The Story of Jephthah's Daughter

Judges 11:34-40

At a friend's house, Beth saw the video tape of Disney's Beauty and the Beast. She liked the movie so much, that she got the book from the school library to read.
That evening, after dinner, Beth read the story. It puzzled her that it was so different from the film. She went to ask her mother why that was.
"In the movie, the father gets caught by the Beast because he is trespassing and Beauty trades places with him because he is old," said Beth to her mother. "But in the story, the Beast catches the father picking a rose and makes him promise to bring back the first thing he sees when he gets home. It's really pretty different, but they say it's the same story. Why is that?"
"Stories often change when people retell them," said Beth's mother. "That is why in our house we rely on the Bible. In the Bible we can find the original, unchanging stories as they were meant to be told."
"Is the story of Beauty and the Beast in the Bible, Mother,?" Beth asked.
"The story that became Beauty and the Beast is there," she answered. "Here, let me tell it to you."

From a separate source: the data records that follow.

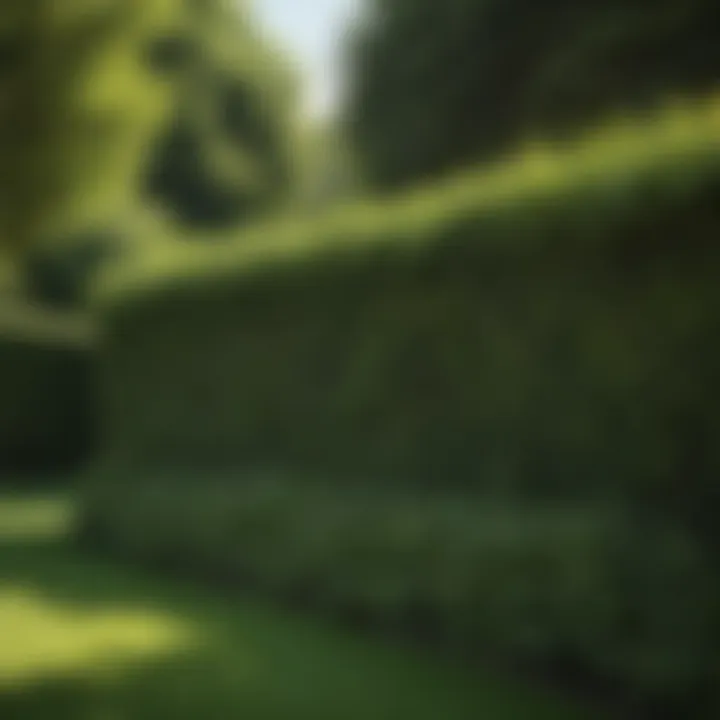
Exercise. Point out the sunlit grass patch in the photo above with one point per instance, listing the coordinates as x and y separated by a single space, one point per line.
41 637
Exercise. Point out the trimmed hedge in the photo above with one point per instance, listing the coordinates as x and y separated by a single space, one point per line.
46 393
543 333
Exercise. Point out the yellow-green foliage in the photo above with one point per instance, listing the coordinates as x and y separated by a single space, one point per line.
78 107
545 195
46 390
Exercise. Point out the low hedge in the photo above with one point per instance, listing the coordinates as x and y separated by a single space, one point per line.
543 333
622 598
47 393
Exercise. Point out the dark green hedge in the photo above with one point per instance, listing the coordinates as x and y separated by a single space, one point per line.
544 333
612 597
47 394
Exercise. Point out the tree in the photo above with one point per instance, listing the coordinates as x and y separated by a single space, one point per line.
76 111
228 155
437 85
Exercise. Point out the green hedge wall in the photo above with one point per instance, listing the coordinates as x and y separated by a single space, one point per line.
544 333
47 393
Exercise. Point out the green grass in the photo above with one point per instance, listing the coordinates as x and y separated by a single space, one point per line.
88 639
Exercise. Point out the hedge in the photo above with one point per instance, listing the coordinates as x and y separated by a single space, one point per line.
47 393
543 332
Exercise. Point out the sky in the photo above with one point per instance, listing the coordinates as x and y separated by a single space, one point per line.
311 30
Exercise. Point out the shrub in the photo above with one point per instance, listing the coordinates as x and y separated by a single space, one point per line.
541 335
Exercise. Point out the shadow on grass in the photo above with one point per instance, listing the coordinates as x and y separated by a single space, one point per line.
90 639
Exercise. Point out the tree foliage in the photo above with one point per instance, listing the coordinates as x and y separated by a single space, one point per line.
227 154
76 108
439 85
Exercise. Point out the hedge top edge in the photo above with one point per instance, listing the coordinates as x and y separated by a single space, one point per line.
667 153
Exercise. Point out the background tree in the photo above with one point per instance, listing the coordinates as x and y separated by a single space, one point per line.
438 85
229 153
76 111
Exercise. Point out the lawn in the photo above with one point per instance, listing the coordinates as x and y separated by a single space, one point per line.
83 638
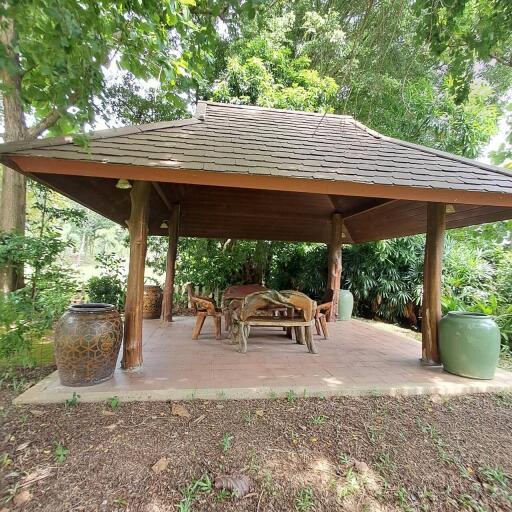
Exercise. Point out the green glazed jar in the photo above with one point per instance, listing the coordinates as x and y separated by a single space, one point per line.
469 344
345 305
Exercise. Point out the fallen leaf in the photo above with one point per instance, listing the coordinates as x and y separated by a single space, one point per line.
179 410
21 498
361 467
22 446
160 465
36 475
199 418
239 484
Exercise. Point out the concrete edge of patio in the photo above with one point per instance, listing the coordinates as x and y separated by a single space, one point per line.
36 394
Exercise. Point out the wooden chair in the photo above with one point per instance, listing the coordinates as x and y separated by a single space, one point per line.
323 310
204 306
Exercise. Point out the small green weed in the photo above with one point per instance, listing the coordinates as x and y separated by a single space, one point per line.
223 495
190 492
120 502
318 420
291 396
73 401
272 395
496 475
61 453
226 442
114 402
247 417
304 500
5 460
402 497
344 458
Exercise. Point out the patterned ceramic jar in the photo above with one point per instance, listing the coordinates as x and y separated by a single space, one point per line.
153 295
87 342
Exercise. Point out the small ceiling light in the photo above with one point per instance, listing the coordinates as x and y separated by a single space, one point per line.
123 184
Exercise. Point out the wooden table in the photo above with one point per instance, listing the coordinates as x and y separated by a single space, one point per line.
237 292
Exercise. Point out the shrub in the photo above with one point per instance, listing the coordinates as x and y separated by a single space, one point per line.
106 289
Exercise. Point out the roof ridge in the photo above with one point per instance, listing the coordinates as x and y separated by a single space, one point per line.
434 151
271 109
99 134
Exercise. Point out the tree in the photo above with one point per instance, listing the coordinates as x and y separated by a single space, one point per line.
263 71
387 78
52 59
463 33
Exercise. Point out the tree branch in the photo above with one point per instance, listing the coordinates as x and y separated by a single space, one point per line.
501 60
34 131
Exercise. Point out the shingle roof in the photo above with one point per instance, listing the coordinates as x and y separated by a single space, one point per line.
259 141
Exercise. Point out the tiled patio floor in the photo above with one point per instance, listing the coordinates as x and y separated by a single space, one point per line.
359 358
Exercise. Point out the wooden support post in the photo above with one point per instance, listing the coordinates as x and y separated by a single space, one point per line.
334 270
138 230
432 270
170 269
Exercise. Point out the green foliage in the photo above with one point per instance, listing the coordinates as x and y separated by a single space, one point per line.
386 77
69 403
226 442
305 500
466 32
386 278
26 314
299 267
263 71
114 402
106 289
130 103
61 453
110 287
62 47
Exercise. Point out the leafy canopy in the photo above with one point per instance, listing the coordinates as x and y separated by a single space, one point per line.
61 48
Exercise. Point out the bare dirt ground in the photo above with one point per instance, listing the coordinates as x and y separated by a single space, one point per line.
300 454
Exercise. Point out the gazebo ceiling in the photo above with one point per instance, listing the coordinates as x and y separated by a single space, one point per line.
246 172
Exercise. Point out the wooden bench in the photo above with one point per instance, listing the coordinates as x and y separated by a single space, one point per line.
245 318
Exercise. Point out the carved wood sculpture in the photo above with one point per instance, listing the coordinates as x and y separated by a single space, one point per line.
249 315
204 306
322 313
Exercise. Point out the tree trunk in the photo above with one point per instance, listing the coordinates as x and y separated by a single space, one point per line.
170 270
432 271
334 270
12 199
134 306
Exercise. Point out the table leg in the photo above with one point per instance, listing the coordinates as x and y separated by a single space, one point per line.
310 342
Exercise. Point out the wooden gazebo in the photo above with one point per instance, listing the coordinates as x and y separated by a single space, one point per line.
245 172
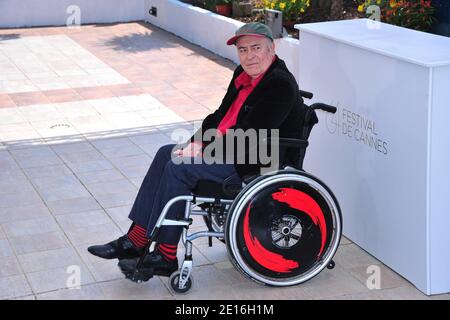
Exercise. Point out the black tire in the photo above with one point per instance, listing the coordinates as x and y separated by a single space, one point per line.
283 229
174 283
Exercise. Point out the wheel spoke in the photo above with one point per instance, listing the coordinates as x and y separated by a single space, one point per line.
295 236
280 236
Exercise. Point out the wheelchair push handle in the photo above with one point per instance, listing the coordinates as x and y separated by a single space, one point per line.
306 94
324 107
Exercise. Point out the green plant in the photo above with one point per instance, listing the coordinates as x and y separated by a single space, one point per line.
291 9
413 14
219 2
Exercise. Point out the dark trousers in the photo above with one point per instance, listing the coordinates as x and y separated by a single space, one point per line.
167 179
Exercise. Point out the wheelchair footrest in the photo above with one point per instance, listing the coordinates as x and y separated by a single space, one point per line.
140 275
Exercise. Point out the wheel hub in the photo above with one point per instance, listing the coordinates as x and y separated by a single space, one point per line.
286 231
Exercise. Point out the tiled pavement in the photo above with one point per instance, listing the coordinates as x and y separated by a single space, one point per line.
82 112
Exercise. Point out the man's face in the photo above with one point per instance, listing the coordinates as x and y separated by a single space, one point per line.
255 54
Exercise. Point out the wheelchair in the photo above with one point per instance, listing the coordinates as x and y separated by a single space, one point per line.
280 229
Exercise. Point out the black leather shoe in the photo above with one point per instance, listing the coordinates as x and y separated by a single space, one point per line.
154 264
121 248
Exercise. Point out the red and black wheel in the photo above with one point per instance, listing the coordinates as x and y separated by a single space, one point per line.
283 229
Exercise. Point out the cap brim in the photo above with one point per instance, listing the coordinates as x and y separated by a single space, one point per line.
234 39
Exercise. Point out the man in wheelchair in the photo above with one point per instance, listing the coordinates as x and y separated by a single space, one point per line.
262 94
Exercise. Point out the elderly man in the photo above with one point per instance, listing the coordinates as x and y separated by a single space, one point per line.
262 94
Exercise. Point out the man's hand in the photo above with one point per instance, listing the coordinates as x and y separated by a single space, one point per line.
193 149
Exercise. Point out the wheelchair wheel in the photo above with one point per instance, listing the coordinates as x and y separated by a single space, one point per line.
174 281
283 229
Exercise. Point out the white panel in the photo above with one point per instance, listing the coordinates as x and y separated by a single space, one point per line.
440 182
382 189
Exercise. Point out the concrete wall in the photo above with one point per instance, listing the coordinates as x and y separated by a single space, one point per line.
210 30
28 13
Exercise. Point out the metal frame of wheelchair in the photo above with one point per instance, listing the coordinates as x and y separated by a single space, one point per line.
292 233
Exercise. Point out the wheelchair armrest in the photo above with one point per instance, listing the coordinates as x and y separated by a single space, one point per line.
230 186
249 178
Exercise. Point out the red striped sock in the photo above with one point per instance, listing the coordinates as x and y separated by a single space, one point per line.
138 236
169 251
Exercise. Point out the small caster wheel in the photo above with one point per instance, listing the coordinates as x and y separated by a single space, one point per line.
174 281
331 265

And this is the story she told:

One day Jephthah promised God that, in return for help in killing a lot of people, he would set on fire whatever came to greet him when he got home. when Jephthah got to his house in Mizpeh, the only person to come out and greet him was his daughter. She was dancing and banging a tambourine, but that didn't make Jephthah happy -- she was his only daughter and he was going to have to set her on fire.

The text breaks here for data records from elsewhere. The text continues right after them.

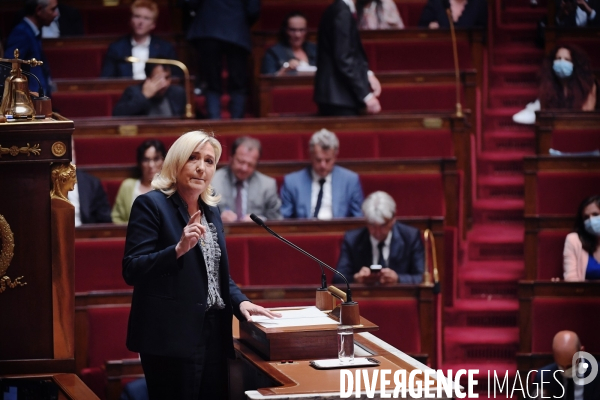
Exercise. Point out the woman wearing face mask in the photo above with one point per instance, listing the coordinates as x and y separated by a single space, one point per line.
150 157
292 51
582 247
567 81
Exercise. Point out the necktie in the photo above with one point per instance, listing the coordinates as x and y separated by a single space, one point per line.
239 185
381 259
570 389
319 198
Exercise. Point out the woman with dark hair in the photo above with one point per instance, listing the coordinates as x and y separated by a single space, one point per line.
582 247
567 81
293 52
378 14
150 157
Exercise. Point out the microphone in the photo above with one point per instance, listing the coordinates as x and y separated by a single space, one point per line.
261 223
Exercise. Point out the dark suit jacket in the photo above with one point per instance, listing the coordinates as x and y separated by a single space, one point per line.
133 102
347 195
474 14
342 65
93 203
406 254
169 294
115 66
553 389
280 53
23 38
226 20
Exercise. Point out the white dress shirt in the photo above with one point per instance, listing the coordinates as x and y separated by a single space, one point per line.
326 210
385 250
140 51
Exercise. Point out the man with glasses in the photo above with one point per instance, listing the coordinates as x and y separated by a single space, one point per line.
243 189
396 249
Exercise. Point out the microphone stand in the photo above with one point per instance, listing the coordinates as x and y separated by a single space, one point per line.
456 70
348 313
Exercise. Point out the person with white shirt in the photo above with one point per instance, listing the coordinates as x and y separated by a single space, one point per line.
243 189
322 190
396 247
141 44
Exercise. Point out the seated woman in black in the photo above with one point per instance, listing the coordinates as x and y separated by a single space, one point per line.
293 50
465 14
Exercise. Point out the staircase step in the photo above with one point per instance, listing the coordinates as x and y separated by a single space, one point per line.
482 313
500 187
501 164
510 55
523 15
496 210
522 141
512 97
484 344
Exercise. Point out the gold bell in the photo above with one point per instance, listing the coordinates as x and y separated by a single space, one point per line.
16 100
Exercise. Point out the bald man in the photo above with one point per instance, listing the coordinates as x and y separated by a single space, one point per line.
557 378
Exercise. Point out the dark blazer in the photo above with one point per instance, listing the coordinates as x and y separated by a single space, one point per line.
169 294
280 53
226 20
474 14
342 65
347 194
407 256
23 38
133 102
115 66
93 203
556 390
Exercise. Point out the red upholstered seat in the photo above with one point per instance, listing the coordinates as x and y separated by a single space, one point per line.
98 264
79 62
551 315
415 194
77 104
550 254
573 187
107 329
574 140
271 262
398 321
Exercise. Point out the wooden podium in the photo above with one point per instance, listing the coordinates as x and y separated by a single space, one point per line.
36 242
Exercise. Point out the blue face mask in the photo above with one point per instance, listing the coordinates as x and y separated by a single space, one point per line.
592 225
563 68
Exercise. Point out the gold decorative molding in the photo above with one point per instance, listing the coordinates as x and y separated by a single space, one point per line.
15 150
6 255
59 149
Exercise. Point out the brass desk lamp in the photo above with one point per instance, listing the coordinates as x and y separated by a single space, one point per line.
186 74
16 100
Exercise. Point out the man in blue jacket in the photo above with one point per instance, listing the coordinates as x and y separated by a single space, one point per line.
322 190
27 37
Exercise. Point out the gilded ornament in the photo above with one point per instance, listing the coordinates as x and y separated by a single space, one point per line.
15 150
6 255
59 149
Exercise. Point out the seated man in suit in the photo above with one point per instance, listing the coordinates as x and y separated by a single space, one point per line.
243 189
384 241
140 44
322 190
571 382
154 97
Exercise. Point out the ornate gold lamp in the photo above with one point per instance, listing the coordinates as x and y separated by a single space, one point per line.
16 100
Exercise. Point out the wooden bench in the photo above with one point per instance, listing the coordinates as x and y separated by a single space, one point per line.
546 308
567 131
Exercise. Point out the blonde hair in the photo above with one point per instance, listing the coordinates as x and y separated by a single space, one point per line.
178 155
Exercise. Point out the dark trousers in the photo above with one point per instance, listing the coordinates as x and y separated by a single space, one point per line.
202 376
330 110
212 52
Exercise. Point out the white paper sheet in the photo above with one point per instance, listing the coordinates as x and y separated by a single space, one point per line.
308 316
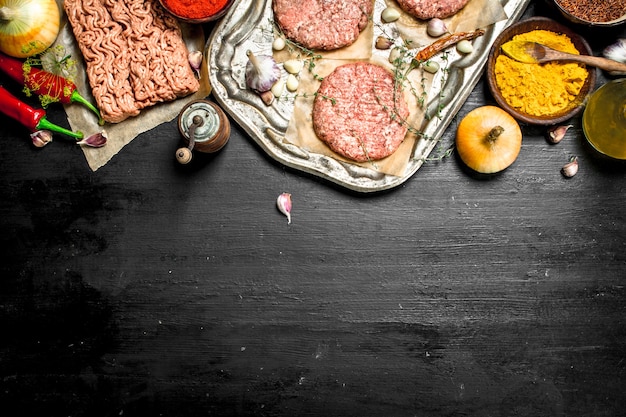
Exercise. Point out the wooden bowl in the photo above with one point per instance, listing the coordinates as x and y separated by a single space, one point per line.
528 25
578 19
198 19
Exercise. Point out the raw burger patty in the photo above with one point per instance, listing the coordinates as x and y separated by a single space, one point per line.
322 24
427 9
352 112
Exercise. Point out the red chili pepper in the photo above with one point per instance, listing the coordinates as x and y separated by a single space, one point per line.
45 83
34 119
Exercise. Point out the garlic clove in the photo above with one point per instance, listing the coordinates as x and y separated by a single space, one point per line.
292 82
431 66
41 138
616 51
279 44
97 140
261 72
390 14
571 168
283 202
556 134
267 97
383 43
436 27
278 88
195 61
465 47
293 66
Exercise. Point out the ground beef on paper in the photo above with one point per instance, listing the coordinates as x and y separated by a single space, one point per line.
355 115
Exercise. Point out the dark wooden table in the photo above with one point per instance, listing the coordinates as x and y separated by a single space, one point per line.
151 289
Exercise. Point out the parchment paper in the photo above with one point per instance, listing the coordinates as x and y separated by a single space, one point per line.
120 134
300 132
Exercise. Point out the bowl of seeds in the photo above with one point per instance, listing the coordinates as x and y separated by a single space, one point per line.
593 12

Jephthah was so upset that he tore his clothes and said, "Oh no daughter! You made me feel down, you caused me big problems. See, I opened my big mouth and can't take my promise back."

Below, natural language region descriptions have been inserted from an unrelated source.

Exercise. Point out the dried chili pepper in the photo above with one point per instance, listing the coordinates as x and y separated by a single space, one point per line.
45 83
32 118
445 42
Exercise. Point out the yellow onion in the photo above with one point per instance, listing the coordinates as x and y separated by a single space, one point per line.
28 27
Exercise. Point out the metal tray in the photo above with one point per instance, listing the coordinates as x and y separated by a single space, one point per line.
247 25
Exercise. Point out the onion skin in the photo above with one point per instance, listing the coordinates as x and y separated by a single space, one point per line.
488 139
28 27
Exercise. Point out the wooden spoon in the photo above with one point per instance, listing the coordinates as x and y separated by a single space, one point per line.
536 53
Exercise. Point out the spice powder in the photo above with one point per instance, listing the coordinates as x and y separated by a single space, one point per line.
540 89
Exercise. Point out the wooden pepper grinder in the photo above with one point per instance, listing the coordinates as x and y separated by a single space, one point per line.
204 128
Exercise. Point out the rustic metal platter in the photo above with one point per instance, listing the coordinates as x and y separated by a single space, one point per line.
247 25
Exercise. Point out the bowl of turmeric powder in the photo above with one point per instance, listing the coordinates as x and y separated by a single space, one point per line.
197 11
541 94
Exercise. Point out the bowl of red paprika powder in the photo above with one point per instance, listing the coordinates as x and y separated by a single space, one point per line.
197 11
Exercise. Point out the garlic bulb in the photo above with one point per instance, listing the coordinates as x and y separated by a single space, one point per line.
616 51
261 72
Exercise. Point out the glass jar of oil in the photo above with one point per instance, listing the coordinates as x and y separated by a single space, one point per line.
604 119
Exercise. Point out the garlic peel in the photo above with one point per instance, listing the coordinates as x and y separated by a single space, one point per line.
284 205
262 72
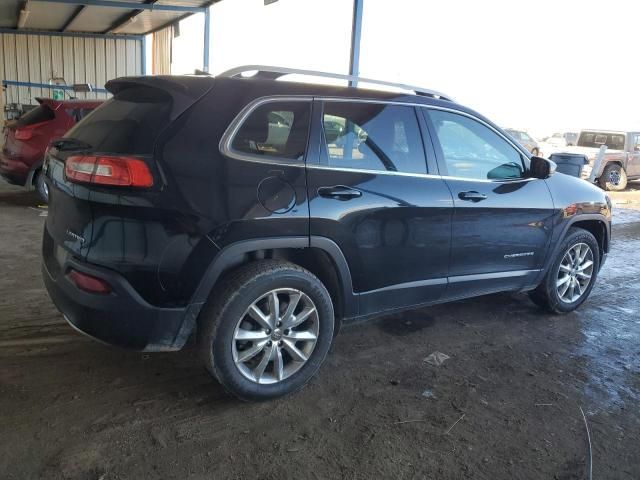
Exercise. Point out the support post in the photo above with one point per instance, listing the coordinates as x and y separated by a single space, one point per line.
207 27
356 32
143 54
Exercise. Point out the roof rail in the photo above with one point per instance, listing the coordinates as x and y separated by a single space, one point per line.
273 73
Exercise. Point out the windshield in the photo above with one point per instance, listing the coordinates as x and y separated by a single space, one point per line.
613 141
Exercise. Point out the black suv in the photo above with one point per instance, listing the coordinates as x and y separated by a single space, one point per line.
263 213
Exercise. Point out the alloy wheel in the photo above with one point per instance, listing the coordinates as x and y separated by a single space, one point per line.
614 177
276 336
575 272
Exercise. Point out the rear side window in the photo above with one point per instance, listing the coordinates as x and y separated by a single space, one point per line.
128 123
372 136
275 129
41 113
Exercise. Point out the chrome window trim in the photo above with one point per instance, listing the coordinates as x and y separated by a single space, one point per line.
417 175
227 138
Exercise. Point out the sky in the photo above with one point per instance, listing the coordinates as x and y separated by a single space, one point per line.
541 65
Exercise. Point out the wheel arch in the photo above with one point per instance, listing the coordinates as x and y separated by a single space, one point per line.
598 225
31 176
320 255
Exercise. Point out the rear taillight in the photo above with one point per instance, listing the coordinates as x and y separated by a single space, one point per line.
88 283
108 170
23 133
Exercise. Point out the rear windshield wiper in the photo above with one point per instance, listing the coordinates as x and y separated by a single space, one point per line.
71 144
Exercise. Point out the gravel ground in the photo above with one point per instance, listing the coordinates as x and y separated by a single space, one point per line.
505 405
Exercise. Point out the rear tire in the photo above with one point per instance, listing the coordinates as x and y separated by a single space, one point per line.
565 286
248 335
613 178
41 187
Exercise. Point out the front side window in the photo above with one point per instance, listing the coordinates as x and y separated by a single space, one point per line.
472 150
275 129
371 136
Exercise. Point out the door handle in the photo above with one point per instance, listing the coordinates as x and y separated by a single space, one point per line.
339 192
472 196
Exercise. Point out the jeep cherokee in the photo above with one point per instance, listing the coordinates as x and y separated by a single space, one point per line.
261 214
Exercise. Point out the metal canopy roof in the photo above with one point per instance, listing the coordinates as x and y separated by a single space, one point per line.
127 17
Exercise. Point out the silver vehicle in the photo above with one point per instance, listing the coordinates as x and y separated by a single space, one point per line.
621 160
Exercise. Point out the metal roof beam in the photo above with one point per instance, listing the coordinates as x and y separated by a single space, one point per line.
127 17
72 17
127 5
168 24
53 33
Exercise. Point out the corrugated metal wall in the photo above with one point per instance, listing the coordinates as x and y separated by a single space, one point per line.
38 58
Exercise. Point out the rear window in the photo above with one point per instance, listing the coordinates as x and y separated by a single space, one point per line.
41 113
613 141
128 123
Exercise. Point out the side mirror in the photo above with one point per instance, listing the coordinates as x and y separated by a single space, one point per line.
82 87
541 167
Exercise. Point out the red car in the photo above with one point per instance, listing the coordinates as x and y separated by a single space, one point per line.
26 139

Jephthah's daughter said, "That's okay, Dad. If you made a promise to God then you'd better keep it. God kept his part of the bargain, so you should keep yours.
"But before you set me on fire," she continued, "let me walk around the mountains with some friends for a couple months and cry because I'm going to die without anyone having put a penis in me."
"Okay," said Jephthah, and he sent her on her way.
Two months later, Jephthah's daughter came back and he set her on fire. That is why in Israel it is a tradition to this day for girls to spend four days being depressed that Jephthah's daughter had to be set on fire without having a penis put in her first.

Beth thought about this for a moment. "That isn't a very happy ending," said Beth, depressed at the thought of the little girl being set on fire by her father.
"The truth is often unhappy, Dear One," said Beth's mother.
Beth couldn't quite work up a smile, but she dutifully hugged her mother. All her questions had been answered.